What is our methodology? What are our data sources?
How we work in 5 simple steps:
I. Collect data
We collect data from hundreds of sources mainly Job boards, social networks, public salary surveys, and company sites publishing salaries. We record a number of attributes such as job title, years of experience, seniority level, job descriptions, number of jobs posted, number of professionals available, and compensation packages being offered for hundreds of job profiles. To give you some examples of data sources we use:
Job boards: Indeed, Monster
Salary sites: Buffer, Levels.fyi
Surveys: Ask A Manager Survey, Recruiter Salaries
Social networks: Linkedin, Xing
II. Deduplicate and normalize data
The dataset is first processed by removing duplicates followed by normalization so that it can be modelled.

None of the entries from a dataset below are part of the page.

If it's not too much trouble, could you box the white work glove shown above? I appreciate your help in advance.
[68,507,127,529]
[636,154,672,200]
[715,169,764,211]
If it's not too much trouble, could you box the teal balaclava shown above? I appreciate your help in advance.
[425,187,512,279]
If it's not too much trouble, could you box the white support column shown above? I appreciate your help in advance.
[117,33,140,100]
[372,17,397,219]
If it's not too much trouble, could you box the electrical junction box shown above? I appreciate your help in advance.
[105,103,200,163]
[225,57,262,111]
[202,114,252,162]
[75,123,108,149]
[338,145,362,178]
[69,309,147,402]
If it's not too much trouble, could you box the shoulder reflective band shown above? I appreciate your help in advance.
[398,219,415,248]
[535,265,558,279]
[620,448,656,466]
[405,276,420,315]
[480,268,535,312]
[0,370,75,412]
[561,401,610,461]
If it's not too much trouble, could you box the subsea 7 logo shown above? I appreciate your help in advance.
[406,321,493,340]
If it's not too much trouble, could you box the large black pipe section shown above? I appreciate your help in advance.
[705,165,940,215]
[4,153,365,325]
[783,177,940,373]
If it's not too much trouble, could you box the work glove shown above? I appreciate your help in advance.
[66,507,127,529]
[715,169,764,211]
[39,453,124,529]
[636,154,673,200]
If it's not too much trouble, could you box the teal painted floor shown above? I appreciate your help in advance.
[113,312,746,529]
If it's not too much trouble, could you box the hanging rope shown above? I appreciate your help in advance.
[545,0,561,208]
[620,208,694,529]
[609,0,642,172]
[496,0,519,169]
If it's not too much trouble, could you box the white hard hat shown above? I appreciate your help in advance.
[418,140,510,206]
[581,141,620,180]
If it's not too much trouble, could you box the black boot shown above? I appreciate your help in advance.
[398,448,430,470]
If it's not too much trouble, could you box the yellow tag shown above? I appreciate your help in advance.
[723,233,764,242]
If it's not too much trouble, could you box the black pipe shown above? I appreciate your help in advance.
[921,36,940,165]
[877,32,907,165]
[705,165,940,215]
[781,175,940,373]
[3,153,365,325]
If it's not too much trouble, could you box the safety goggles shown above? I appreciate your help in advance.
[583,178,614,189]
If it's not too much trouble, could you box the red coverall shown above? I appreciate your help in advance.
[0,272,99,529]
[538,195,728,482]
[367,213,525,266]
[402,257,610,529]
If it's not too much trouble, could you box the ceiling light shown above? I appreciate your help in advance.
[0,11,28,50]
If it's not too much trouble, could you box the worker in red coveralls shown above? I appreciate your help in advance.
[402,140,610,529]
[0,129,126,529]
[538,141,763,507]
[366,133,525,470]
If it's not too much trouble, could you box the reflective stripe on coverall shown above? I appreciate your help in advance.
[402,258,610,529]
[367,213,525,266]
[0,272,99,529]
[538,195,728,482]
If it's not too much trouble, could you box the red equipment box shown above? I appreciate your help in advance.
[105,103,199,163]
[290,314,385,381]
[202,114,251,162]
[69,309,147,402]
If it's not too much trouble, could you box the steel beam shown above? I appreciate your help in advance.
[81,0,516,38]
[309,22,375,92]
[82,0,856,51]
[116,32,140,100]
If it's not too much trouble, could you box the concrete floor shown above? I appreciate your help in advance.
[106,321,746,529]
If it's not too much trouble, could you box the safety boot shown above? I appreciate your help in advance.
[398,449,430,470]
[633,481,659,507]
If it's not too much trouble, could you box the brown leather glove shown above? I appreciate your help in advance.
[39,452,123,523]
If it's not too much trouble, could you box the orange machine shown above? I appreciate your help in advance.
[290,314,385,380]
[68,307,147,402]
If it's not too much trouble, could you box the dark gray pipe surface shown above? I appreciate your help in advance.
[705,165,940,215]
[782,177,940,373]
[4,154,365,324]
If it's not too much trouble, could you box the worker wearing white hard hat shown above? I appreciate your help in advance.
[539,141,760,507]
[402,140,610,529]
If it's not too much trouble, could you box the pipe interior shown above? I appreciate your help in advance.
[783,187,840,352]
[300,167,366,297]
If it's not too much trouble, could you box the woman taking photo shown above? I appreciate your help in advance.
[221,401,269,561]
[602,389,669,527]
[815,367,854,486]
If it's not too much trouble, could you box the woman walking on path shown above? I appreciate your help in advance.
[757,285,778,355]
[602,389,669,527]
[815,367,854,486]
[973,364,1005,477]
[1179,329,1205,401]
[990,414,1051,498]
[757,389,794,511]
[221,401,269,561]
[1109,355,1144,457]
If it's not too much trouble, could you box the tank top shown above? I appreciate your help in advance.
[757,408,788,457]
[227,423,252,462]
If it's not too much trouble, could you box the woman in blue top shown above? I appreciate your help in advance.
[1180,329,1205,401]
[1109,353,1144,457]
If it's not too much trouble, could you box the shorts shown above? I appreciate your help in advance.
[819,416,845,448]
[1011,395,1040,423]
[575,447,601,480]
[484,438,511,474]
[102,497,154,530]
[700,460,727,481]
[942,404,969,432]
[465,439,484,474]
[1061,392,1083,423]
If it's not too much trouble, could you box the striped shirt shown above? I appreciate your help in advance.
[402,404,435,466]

III. Split dataset for training & testing
This dataset is then split into training and testing sets. The testing sets are used for validating various models we experiment with, while training sets are used by the system to learn and improve from experience.
IV. Create decision tree models
We use regression models to map relations between cities, countries, roles, and seniority levels. This enables us to predict accurate salaries even with small sample size. We validate the various models to ensure accuracy greater than 85%.
V. Predict salaries
Once the models are validated the system makes salary predictions. Finally, these salaries are published on the platform.